In theory we should always reach higher, try to scale up our impact: write a letter and ask friends to, or share a sample letter, for example. But sometimes you can’t or don’t want to take the advanced option. And listen, maybe right now you honestly don’t have enough spoons to attend to even the small things. That’s okay! They are, after all, only small. They can wait, or you can opt out. At worst you default to the dominant system. Actions need to be sustainable for you as well as the world. Trying to confine a year’s trash to the contents of a mason jar will likely make you lose your mind. (Maybe the only use of a mason jar I disapprove of.) Sometimes perfect is the enemy of good.
Activist Kate Schapira, in her wise newsletter, perfectly summed up this effort to find the sweet spot in our activism:
What concerns me is what’s possible: possible to do, possible to demand. People afraid of losing what they have defend themselves by saying that the real power is elsewhere, somewhere they’re not; that they’re not the ones who can do something, change something. Okay, well, what can you do, what can I do that isn’t everything (impossible to do) and isn’t nothing (impossible to live with)?

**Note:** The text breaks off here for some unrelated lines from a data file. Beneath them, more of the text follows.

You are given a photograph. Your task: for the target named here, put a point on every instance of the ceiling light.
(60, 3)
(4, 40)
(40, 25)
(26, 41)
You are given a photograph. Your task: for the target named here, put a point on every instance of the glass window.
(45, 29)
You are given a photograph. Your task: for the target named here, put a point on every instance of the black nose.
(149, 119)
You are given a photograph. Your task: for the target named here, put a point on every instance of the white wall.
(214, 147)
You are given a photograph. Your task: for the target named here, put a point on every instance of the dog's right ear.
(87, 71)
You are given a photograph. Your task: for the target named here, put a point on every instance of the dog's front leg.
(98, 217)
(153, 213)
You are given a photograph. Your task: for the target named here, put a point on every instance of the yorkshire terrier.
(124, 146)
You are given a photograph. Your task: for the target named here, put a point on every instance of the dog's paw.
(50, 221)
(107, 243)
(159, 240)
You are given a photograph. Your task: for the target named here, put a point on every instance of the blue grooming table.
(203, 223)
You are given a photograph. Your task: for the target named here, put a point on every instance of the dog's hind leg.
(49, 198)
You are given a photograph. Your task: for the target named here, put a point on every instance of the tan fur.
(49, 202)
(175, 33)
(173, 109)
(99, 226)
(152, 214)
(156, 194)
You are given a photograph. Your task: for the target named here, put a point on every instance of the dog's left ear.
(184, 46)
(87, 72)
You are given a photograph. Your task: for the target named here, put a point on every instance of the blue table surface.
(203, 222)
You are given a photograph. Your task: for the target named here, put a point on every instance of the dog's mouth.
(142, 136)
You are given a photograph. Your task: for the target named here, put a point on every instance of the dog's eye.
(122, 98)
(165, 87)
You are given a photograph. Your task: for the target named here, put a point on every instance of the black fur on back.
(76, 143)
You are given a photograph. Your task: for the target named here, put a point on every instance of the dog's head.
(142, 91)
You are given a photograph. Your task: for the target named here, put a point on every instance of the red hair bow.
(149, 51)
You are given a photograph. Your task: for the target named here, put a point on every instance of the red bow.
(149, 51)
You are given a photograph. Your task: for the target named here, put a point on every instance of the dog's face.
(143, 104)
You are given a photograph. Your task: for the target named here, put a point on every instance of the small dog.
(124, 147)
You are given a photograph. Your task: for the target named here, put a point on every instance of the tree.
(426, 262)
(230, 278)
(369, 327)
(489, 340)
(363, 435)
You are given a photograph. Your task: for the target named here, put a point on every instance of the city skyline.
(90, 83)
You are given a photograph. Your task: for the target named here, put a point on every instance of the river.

Sometimes our activism looks like a cannonball into the deep end, sometimes it’s a toe dipped into the shallows. But all of these actions have ripples, even if they’re ones you’ll never see. The important thing is to step away from the lounge chair and get a little bit wet.
Without the old weekly format, we don’t have wins of the week, but the comments and my inbox are open for your small actions or your big thoughts on this issue.
xo
Jen
Five Minutes for Planet is written by me, Jen Knoch, and edited by Crissy Boylan. Opening photo of one of my small wins, an amaryllis bulb that I save and recharged over the summer to bloom again this year.
"We are what we do."
Absolutely.
I intend to walk and take the bus all over when we end up in the suburbs later this year. We'll still have a car, and we'll use it when we need to (i.e. grocery shopping for a 5-person household) but I'm not going to let half a century of car-centric municipal planning decide how I approach my neighbourhood.
As far as I can tell, on the street we're moving to there's no solar in play: but the moment we need to do any repair to the roof it's getting fitted with some cells—and I'm sure it'll lead to some conversations with neighbours, which I'd be very happy to have. Same with anybody who spots me or my kids waiting for a bus or walking down the street with a pizza from the nearby plaza. Let our weak impulse to conformity be permission for those around us to consider a slightly broader set of options.